The Ministry of the Future (2020)
Kim Stanley Robinson created a science fiction novel about how the climate crisis unfolds and how humanity overcomes the crisis.
Published in 2020, it imagines that an agency is created within UN to speak for future generations. Correctly pointing out that while our actions today have disastrous consequences for the future generations that will populate this planet, the invisible hand that guides today’s markets pay little attention to value realised far into the future.
I had a hard time finishing this. But also, I wanted to finish it. I was hooked on the premise. Really, how did Robinson imagine that the climate crisis could be averted?
The story kicks off with a heat wave killing millions in India in 2025. Still, I much prefer living in the world described in the story than the reality we see today with a second Trump term and humankind caving for fossil fuel. A world where people across nations somehow agrees to work together. Stop flying. Revert to sail for shipping containers. Pump water from under the Antarctic glaciers to slow down their march to the sea.
The novel has some very poignant moments. About who really decides on fossil fuel. Stories of how extreme weather events unfold and how these are experienced by people on the ground. But I can’t help but disconnect from the universe outlined in the novel. How unlikely it is that people across nations come together and magically agrees to stop acting selfishly. Setting the interests of future generations over their own comfort here and now. It’s just as implausible as a romantic feel good novel where the couple spontaneously near the end morph into new versions of themselves so they can live happily ever after.
The novel concludes with a bit of romance. Which is the part of the story that is easiest to believe. I don’t know. We will not find the solution in this book. But maybe reading it will kick off new thoughts that will help us find our way forward. Giving up is not an option.
Sisu (2022)
Imagine a Tarantino movie about a Finnish ex soldier killing nazis at the end of WWII. This is Sisu, except directed by a Finn. Sisu is a Finnish word and concept, meaning to never give up, to pull through hardship.

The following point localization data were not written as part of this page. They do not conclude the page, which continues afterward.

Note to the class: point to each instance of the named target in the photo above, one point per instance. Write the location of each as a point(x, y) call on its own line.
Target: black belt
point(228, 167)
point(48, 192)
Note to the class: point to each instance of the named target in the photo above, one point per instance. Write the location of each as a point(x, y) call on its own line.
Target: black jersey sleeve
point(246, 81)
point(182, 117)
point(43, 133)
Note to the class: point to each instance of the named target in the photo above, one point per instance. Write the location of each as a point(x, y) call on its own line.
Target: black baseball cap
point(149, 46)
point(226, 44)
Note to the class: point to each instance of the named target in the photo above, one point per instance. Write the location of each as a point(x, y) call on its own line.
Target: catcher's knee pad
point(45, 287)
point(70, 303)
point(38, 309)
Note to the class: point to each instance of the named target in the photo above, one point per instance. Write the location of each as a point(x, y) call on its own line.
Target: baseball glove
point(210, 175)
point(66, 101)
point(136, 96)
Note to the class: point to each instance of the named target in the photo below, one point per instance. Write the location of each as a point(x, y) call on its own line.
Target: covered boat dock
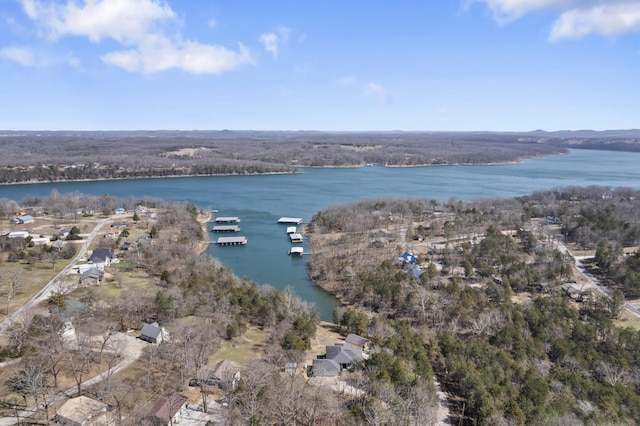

As the movie unfolds, we realise that our hero has an almost mythological larger-than-life plot armour. Dodging bullets, explosions, diving into ice cold water, crashing with a plane. Our hero finds the extreme way out of a hopeless situation that nobody else saw. Always with a fig leaf of plausibility.
Once we accept the premise — that our hero will never die, never give up, always find a way out, — we can enjoy the movie for the visual story telling, the action scenes, and the clever use of scenery to serve us a feast of a movie.
Sisu is currently streaming on SVTPlay, the streaming platform of Swedish public media.

Alien (1979)
I had forgotten just how excellent the 1979 movie that kicked off the Alien franchise was. SVTPlay had the original Alien movie streaming in November, together with the second and third instalment.
I watched Alien first time as a teenager in the late 1980s. We had rented a movie box, me, my sister and my childhood friend. We had picked up three VHS cassettes at the local outlet and I don’t remember why we picked up exactly that movie. I wasn’t much into horror and scary stuff, perhaps we picked it up as a science fiction story. Between us, my friend and I had quite a collection of Star Wars toys.
VHS quality on a small tv screen with mono speakers couldn’t have done much for the experience. But I still remember how mesmerised I was by the unfolding story of the unlikely hero steeping up to defeat the unknown. Because we didn’t know anything about the movie or the universe. Alien was just some random B-movie for all we knew.
Rewatching almost 40 years later, knowing what followed, I really enjoyed how the story was told. Lots of visual story telling. The camera panning through the spaceship interior. Slow, packed with details. Makes it feel real. The crew small talking over breakfast. Smoking, bitching about not getting paid enough. The pinups in the workshop. The cat!
Then confrontation. Brief flashes of the unknown. The face hugger. The chest burster. The fully grown monster slashing from above. We barely realise what happened, then it’s on to the next scene, building up the tension for the next scare.
Nothing that followed was anywhere close.